Even when both partners in a family work, money can still be tight. It costs a lot to afford all the essentials in life including a place to live, food and car expenses. Add to that a bit of spending money and some unexpected purchases and there can be little to no money left at the end of the month. Budgeting Money is a great idea regardless if there’s a little or a lot of money to work with.

Salaries are really the foundation of any financial plan. If the person works at a job where they are paid a certain amount week after week it can be a bit easier to plan a monthly household budget. People who don’t receive regular salaries, such as people paid on a commission basis, will find it harder to set out a financial plan, but it can be achieved using average earnings.

If you’ve never created one of these before it can be a bit daunting. The easiest approach is to list all the money coming into the home and all the money going out. To do this effectively a person should really document all the expenses they make in a one month time frame. This includes every stop at the convenience store they make, as well as every penny they spend in vending machines.

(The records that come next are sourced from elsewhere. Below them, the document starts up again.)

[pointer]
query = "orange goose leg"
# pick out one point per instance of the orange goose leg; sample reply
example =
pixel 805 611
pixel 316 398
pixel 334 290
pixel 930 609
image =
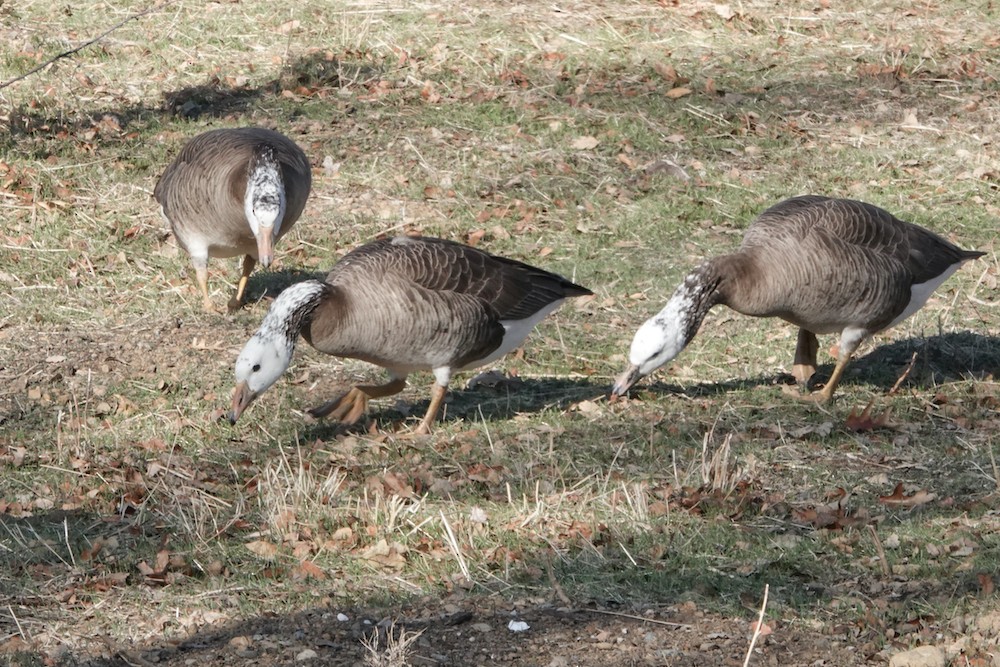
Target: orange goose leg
pixel 349 407
pixel 201 275
pixel 237 301
pixel 804 365
pixel 437 397
pixel 846 351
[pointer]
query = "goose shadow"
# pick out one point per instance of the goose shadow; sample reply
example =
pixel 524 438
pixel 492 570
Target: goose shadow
pixel 267 285
pixel 490 399
pixel 941 358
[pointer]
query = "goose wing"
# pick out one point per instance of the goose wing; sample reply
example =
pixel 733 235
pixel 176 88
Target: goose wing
pixel 512 289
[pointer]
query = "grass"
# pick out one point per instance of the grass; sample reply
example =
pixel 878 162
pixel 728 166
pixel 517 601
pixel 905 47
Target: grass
pixel 463 122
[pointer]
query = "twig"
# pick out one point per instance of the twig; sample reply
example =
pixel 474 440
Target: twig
pixel 560 593
pixel 66 54
pixel 69 548
pixel 456 548
pixel 886 570
pixel 993 462
pixel 756 630
pixel 655 621
pixel 905 374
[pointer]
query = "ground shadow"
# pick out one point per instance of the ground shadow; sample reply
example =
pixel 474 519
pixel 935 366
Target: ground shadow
pixel 269 284
pixel 496 399
pixel 31 128
pixel 939 359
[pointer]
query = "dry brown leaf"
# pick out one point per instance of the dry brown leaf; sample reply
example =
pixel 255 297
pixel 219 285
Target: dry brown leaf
pixel 263 548
pixel 308 570
pixel 725 11
pixel 900 499
pixel 864 421
pixel 388 555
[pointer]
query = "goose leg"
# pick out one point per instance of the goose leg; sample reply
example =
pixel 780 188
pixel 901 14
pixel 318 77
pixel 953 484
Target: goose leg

It can be difficult to itemize every dollar but it’s really important. Doing this helps the person preparing the monthly household budget by showing them where excess money is going. It’s very surprising how quickly trips to the mall or sporting events add up.

Working the old-fashioned way with a pencil, a calculator and a piece of paper can be time consuming and obviously can lead to some mistakes being made. For anyone with a home or office computer, using financial budgeting software is really the best approach. All that is required is that you key in all the relevant numbers and the program will offer suggestions regarding where money can be saved or where it can be redirected.

Debt can be very worrying and for someone struggling to make ends meet it can be very stressful. Setting a monthly budget that focuese on paying off debt as fast as possible makes huge sense.

A good way to do this is to think about where money can be saved and then using that to pay a credit card. When a person sees just how much cash they are spending on the non essential items, it becomes a lot easier to save money.